Details of Facebook’s cryptocurrency, Libra token, revealed Tuesday after months of secrecy, could have a significant impact on the global financial industry, said Dan Schatt, co-founder, and president of Cred, the leading platform for crypto lending and borrowing.
“Mass cryptocurrency acceptance requires a significant amount of resources to educate merchants, customers, investors, and regulators,” said Schatt, a frequent industry speaker and author. “The Libra project that Facebook announced will help with that education, and Bitcoin and the broader crypto community will benefit.”
In a much-anticipated move, Facebook released a white paper Tuesday detailing its plans to become a major fintech player early next year. The social media network giant’s cryptocurrency, to be called Libra, will be used across its various platforms, including Messenger and WhatsApp, and in a standalone app called Calibra. The social network’s almost 2.4 billion monthly active users will be able to send Libra to each other as well as use it to make purchases at grocery stores and other merchants for “low to no” fees.
As written in the whitepaper, Libra, a stablecoin backed by various fiat currencies, consists of three elements: It will be built on a secure, scalable and reliable blockchain; backed by reserve assets; and will be governed by an independent Libra Association, headquartered in Geneva, Switzerland.
“Now is the time to create a new kind of digital currency built on the foundation of blockchain technology,” Facebook said in the white paper. “The mission for Libra is a simple global currency and financial infrastructure that empowers billions of people.”
The currency could take a bite out of the bottom line of credit card companies, which charge merchants as much as 2.5 percent on purchases. It could also impact money transfer companies that immigrants use to send funds to loved ones back home.
“All over the world, people with less money pay more for financial services. Hard-earned income is eroded by fees, from remittances and wire costs to overdraft and ATM charges,” Facebook said. “Payday loans can charge annualized interest rates of 400 percent or more, and finance charges can be as high as $30 just to borrow $100.”
Ahead of the release of the white paper, the project was eagerly anticipated on Wall Street. Much of the assessment was positive.

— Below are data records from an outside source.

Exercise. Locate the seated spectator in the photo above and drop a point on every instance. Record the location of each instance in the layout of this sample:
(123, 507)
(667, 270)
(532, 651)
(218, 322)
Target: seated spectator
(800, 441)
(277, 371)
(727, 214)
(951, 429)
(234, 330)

“We believe this is a major initiative for Facebook, and one that has the potential of putting the company front and center in areas beyond advertising, including commerce and financial services, materially expanding its TAM and growth prospects,” an analyst at Sun Trust told CNBC. “It positions the company as one of the key actors at the center of the cryptocurrency development, and the main architect of the future of this emerging and important trend. While cryptocurrencies have existed for several years now, no other company could bring the combination of user scale, brand support and balance sheet, which Facebook can in our opinion.”

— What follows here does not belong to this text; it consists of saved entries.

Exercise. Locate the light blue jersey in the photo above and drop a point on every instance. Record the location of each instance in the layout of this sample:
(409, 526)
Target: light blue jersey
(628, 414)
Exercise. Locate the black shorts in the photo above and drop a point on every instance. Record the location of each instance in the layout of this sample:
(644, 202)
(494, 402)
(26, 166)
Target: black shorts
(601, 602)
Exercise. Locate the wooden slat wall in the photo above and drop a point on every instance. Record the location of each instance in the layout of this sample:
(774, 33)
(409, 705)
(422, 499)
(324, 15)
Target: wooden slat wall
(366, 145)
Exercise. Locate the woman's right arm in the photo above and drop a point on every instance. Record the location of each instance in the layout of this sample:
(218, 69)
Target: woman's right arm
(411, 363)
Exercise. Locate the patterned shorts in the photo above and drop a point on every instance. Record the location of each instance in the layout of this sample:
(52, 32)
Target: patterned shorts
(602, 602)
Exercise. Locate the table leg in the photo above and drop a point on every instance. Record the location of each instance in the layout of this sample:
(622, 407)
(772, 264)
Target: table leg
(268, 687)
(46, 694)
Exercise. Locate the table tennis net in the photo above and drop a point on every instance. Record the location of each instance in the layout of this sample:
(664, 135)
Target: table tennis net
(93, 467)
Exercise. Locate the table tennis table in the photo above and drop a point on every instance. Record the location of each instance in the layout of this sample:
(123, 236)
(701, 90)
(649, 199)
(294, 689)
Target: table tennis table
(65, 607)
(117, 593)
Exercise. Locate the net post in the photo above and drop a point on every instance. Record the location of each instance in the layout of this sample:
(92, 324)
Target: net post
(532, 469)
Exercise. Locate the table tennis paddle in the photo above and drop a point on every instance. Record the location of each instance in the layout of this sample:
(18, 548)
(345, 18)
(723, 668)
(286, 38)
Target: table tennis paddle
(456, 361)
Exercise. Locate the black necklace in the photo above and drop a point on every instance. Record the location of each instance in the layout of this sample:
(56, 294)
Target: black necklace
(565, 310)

Facebook has received investments of $10 million each from myriad investors to participate as a node, ranging from non-profit financial organizations to major companies, including Visa, Mastercard, Paypal, Uber, Women’s World Banking and Mercy Corps. It announced that almost 30 have signed on so far. The companies will join Facebook in forming a consortium called the Libra Association to govern how the currency is managed. Unlike many other tokens in the decentralized finance industry, the Libra will be supported by a basket of government-issued currencies to minimize the turbulence common among cryptocurrencies.
The Libra’s development has been shrouded in secrecy for months but rumors of an imminent announcement picked up steam in recent weeks. On Thursday, The Wall Street Journal revealed the names of some of the investors that have joined the project. Facebook is well short of the $1 billion it hopes to raise before launching the Libra next year.

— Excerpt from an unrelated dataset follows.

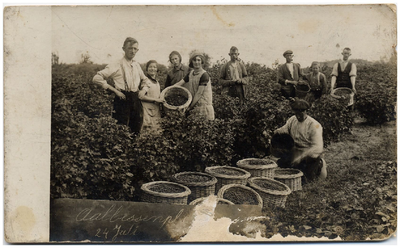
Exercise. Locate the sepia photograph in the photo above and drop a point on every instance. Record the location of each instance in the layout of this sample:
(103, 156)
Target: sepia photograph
(174, 124)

Cred’s Schatt, a former Paypal executive, said the interest that investors have expressed in the project indicates that Facebook should meet its $1 billion investment goal or come close to it.
“Cred is considering offering support of the Libra token through its borrowing and lending services,” Schatt said.
At one point, rumors swirled that Cred was connected to the Facebook effort because the online powerhouse’s token will be called Libra and Cred has investors and advisors connected to the project. Cred was previously known as Libra Credit, a decentralized lending platform and protocol built on the Ethereum blockchain and Cred’s token symbol is LBA, the Lending Borrowing Asset Token. Cred officials say they were monitoring industry developments but the company is not connected to the Facebook Libra project at this time.
Facebook has hired a team of e-commerce veterans and former government officials to bring Libra to market. The 100-member team is led by David Marcus, former head of messaging products at Facebook and former president of PayPal, who worked with Cred’s Schatt, who was the General Manager of Financial Innovations at the time. The team also includes Nick Clegg, former British Deputy Prime Minister, who was hired last year as head of global policy and communications. Also on the team are former PayPal executives Christina Smedley and Tomer Barel.